Ginnie Mae to explore new reverse mortgage-backed security product

Key Takeaways:

– Ginnie Mae plans to develop a new reverse mortgage-backed security product.
– The new product will allow the acquisition of loans from an HMBS pool above the existing 98% maximum claim amount (MCA) requirement.
– This is an attempt to address liquidity challenges in the reverse mortgage business.
– The challenges stem from the bankruptcy of Reverse Mortgage Funding, the rise in interest rates, and a drop in loan volume.
– The new product aims to add stability to the secondary reverse mortgage market.
– Ginnie Mae President, Alanna McCargo, emphasizes that the new product will be in addition to the current HMBS program, not a replacement.
– The National Reverse Mortgage Lenders Association (NRMLA) supports Ginnie Mae’s announcement.
– Ginnie Mae has made changes to the HMBS program in the past to assist smaller issuers and ease liquidity strain.
– The HUD Office of the Inspector General (OIG) has identified the HMBS portfolio as a significant risk to Ginnie Mae in 2024.
– Ginnie Mae’s assumption of RMF’s servicing portfolio has also brought attention to the HMBS program.

HousingWire:

Ginnie Mae intends to develop a new reverse mortgage-backed security product enabling the acquisition of loans from an HMBS pool above the existing 98% maximum claim amount (MCA) requirement, according to a new announcement.

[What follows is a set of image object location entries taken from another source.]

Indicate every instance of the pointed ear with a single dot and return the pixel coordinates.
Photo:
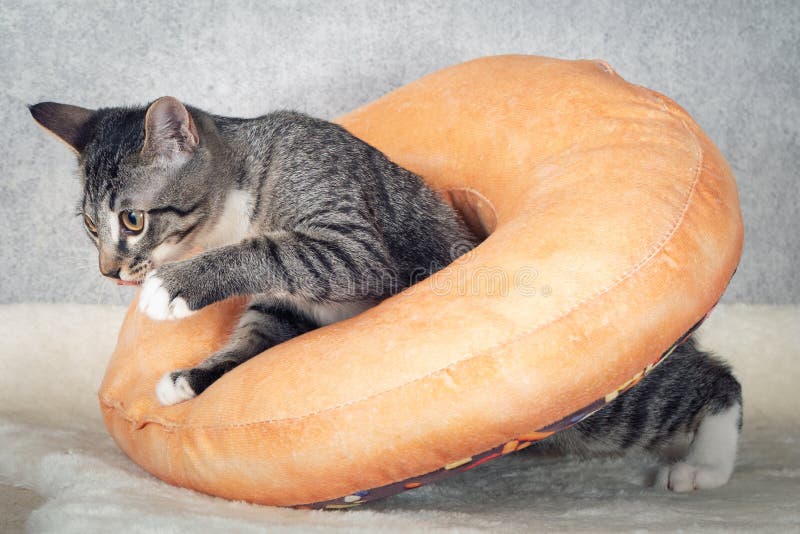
(169, 130)
(65, 122)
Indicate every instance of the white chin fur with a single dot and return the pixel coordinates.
(169, 392)
(154, 302)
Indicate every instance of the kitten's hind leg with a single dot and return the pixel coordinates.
(265, 323)
(711, 457)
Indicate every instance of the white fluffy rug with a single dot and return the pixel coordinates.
(52, 441)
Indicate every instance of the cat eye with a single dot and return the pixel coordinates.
(132, 220)
(89, 224)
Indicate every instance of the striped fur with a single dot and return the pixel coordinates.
(316, 226)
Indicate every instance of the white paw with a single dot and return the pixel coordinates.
(171, 391)
(154, 302)
(683, 476)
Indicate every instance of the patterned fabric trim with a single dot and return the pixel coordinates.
(465, 464)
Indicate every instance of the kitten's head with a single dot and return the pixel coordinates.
(144, 173)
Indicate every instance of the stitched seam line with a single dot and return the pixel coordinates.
(630, 273)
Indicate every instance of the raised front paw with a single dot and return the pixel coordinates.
(159, 300)
(175, 387)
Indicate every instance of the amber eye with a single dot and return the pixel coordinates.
(133, 220)
(89, 224)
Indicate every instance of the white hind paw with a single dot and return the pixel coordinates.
(174, 388)
(683, 476)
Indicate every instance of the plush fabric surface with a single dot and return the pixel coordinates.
(531, 326)
(52, 441)
(733, 64)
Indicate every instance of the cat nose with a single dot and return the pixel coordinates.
(111, 274)
(109, 267)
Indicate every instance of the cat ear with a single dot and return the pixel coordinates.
(66, 122)
(169, 129)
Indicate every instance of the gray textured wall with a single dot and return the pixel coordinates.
(734, 65)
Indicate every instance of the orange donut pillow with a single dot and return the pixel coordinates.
(613, 225)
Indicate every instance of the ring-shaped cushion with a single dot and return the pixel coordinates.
(614, 228)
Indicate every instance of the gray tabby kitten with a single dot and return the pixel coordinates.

Released on Tuesday morning, the move is a further attempt to address the well-documented liquidity challenges that have been plaguing the reverse mortgage business for most of the past year, stemming from the late 2022 bankruptcy of Reverse Mortgage Funding (RMF), the run-up in interest rates and a precipitous drop in loan volume.

Ginnie Mae on new product development, current HMBS program

“In light of continued liquidity constraints in the reverse mortgage sector, Ginnie Mae is exploring the viability of a new securitization product that would accept HECM loans with balances above 98 percent of FHA’s Maximum Claim Amount (MCA),” the announcement explained. “This new product will not change the requirements for the existing HMBS program, where HECM loans with balances at or above 98 percent MCA are required to be bought out of HMBS.”

When a HECM loan reaches 98% of its MCA, current rules stipulate that the issuer or investor must buy the loan out of its HMBS pool as a stability-ensuring measure for the broader HMBS program. By exploring a new product that would allow loans with a higher balance to be a part of a new securitization, Ginnie Mae is aiming to add more stability to the secondary reverse mortgage market.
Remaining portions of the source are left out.